One reasons bird fly is to migrate. They fly away from their natural habitat to escape the grueling cold only to return months later to where they came from. In Song of Solomon, flight is a central theme, especially for the main character, Milkman. Throughout the story, flight becomes a symbol and we see it follows the progression of Milkman from childhood to adulthood, in fact reading “flight” right after his birth in the beginning of the novel and seen toward the end of the novel. Milkman refers to flight upon discovering the story of his great-grandfather, Solomon, of how he “flew” away to escape slavery. Milkman singing Solomon’s song- “O-o-o-o-o-o Solomon done fly, Solomon done gone / Solomon cut across the sky, Solomon gone home!” (page 248). Flight signifies a feeling brought by the gain of new knowledge and liberation, similar to Milkman who seeks to discover his identity, learning that the only way to fly is soar is by leaving everything behind and riding the wind on his journey of self-knowledge
Flight was tied to Milkman even during his childhood. When Milkman had a discussion about Mr.
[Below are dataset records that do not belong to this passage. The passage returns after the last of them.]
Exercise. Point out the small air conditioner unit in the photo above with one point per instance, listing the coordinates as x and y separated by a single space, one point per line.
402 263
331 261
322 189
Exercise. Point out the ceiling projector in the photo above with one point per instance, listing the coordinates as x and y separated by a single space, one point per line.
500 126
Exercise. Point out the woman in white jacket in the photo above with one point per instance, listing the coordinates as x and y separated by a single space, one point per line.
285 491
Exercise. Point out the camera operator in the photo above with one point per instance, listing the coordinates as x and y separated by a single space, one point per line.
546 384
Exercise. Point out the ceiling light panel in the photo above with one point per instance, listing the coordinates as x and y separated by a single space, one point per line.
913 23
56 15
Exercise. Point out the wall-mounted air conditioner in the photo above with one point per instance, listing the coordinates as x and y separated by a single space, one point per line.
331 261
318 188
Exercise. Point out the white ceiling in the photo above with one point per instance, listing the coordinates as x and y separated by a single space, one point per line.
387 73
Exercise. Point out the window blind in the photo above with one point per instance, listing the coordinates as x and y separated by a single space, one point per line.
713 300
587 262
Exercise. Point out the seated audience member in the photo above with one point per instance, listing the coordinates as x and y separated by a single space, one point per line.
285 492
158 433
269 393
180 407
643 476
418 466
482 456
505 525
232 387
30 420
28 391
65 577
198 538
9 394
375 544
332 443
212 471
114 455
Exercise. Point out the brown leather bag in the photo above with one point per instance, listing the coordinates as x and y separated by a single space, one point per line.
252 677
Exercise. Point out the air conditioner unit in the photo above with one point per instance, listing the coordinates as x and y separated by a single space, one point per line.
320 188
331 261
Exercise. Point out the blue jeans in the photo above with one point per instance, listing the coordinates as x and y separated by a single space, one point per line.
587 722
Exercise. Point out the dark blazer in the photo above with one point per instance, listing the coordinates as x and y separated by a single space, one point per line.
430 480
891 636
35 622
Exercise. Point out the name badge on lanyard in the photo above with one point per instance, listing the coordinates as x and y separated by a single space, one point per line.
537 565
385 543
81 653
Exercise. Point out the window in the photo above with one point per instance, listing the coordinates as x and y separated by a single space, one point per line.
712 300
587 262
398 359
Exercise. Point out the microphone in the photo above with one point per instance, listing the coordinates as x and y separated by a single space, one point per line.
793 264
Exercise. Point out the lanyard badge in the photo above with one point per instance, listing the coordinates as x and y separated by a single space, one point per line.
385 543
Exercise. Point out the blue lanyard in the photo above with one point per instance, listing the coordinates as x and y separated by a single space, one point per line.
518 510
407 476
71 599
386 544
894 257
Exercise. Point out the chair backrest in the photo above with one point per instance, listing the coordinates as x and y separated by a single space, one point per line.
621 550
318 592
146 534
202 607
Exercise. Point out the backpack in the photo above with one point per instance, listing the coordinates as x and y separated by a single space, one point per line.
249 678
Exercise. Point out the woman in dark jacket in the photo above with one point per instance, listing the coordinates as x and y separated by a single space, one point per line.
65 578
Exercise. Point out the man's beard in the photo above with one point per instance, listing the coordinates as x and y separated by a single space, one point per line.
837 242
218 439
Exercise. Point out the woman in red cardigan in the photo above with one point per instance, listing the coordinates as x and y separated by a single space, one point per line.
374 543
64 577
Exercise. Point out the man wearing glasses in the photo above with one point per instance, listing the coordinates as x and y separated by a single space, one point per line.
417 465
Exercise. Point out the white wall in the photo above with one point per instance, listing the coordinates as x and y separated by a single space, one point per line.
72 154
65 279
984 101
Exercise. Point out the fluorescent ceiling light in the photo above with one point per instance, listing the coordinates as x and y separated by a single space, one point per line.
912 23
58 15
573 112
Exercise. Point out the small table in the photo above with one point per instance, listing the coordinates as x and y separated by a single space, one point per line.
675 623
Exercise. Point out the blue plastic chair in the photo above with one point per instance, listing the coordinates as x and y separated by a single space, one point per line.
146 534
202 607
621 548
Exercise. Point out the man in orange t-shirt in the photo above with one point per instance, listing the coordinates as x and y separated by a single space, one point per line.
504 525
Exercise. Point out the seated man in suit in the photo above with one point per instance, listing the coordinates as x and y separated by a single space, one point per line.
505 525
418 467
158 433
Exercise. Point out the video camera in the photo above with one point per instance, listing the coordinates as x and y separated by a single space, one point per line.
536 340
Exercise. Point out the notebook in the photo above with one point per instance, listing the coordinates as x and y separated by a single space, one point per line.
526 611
Smith’s death who tried to fly he discovered something about; “...little boy discovered, at four, the same thing that Mr. Smith had learned earlier—that only birds and airplanes could fly—he lost all interest in himself. To have to live without that single gift saddened him” (page 9). As a child this term of flight to him was just simply the physical act of flying. This reflects his immaturity and lack of knowledge as a child. As the novel progresses this gift unravels to us and the author reveals what the gift is.
As his teenage years unravel and his maturity starts to develop a flightless bird, a peacock, appears before his eyes as he discusses what he would do with the gold he plans to take from Pilate. His previous actions, that of a peacock, shows that his vanity is one of the main things that holds him down, as Morrison writes, 'Too much tail. All that jewelry weighs it down. Like vanity. Can't nobody fly with all that shit. Wanna fly, you gotta give up the shit that weighs you down' (page 179). This is a reflection of how Milkman takes everything for granted and lavishes himself in the riches that he feels he deserves. Just as a male peacock's majestic feathers hold him down, Milkman's vanity holds him back from realizing who he really is and being able to fly. Vanity is like unnecessary jewelry. It creates a sense of greed within the holder.
As Milkman grows and matures and goes on his “ journey”, similar to how Oddesus in the Iliad and the Odyssey tries to find his way back home. During his journey his journey on the way to Pittsburg he as a dream of flight once more. Now in his adulthood, in his twenties, this dream foreshadows that he is maturing and approaching the day he could finally learn to fly. The airplane flight to Pittsburgh 'exhilarated' (page 220) him. Another 'flight', but he is not the one who actually flies, it's the airplane which carries him. This symbolizes that Milkman is approaching his actual flight, and his decision to go alone to the South brings him onto the path leading to maturity
His search and growth for knowledge shows his path to flight. Literally, without knowing his family history and where he really belongs to, Milkman's spiritual world is hollow and hopeless, especially when considering that almost everyone nears him wants his 'living life' (Page 222) the whole time. He therefore leads an aimless and irresponsible life. However, after his journey to the South helps him find out his heritage, he really becomes mature and starts to reflect on himself and take responsibility. This time, he can finally fly. Figuratively, Milkman finds out that he is the kid of the flying Solomon after he goes to the South. Before knowing that, he is not able to fly. But this fact actually symbolizes his family heritage Since the 'flying' derives from the African folklore illustrating that African people could fly, the fact about Solomon symbolizes African American culture in a broader sense.